Protein intake also becomes more important after 50 because your body gets less efficient at using dietary protein to maintain muscle. Spreading protein across all three meals, rather than loading it into dinner alone, helps your muscles access a steady supply throughout the day. Good sources include eggs, Greek yogurt, fish, poultry, beans, and tofu.

Calorie needs drop by roughly 200 calories per day compared to your 30s and 40s, mostly because of the muscle loss described above. Crash dieting is counterproductive at this age because it accelerates muscle loss, which further lowers your metabolism and makes it harder to maintain any weight you do lose. Slow, steady changes of half a pound to one pound per week preserve muscle far better than dramatic calorie cuts.

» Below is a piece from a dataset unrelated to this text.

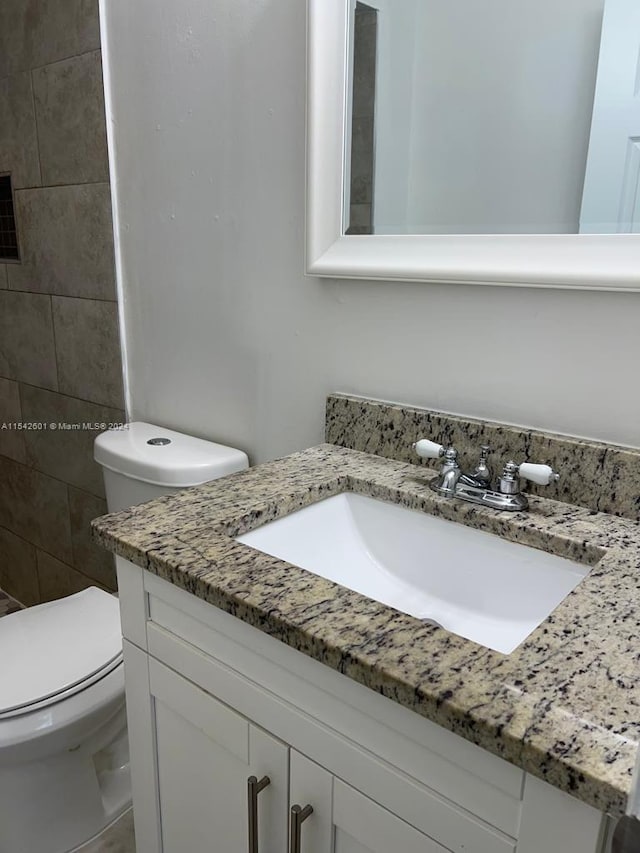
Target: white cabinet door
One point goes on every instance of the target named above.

Putting the Numbers in Perspective

The “ideal” weight for a 55-year-old woman isn’t a single number. It’s a range shaped by your height, your frame size, your muscle mass, and where your body stores fat. A BMI between 18.5 and 24.9 is the standard healthy range, a waist under 35 inches signals lower metabolic risk, and maintaining muscle through strength training keeps your metabolism working in your favor. If you’re within those guardrails and feel strong, energetic, and functional in daily life, you’re likely in a good place regardless of what the scale reads.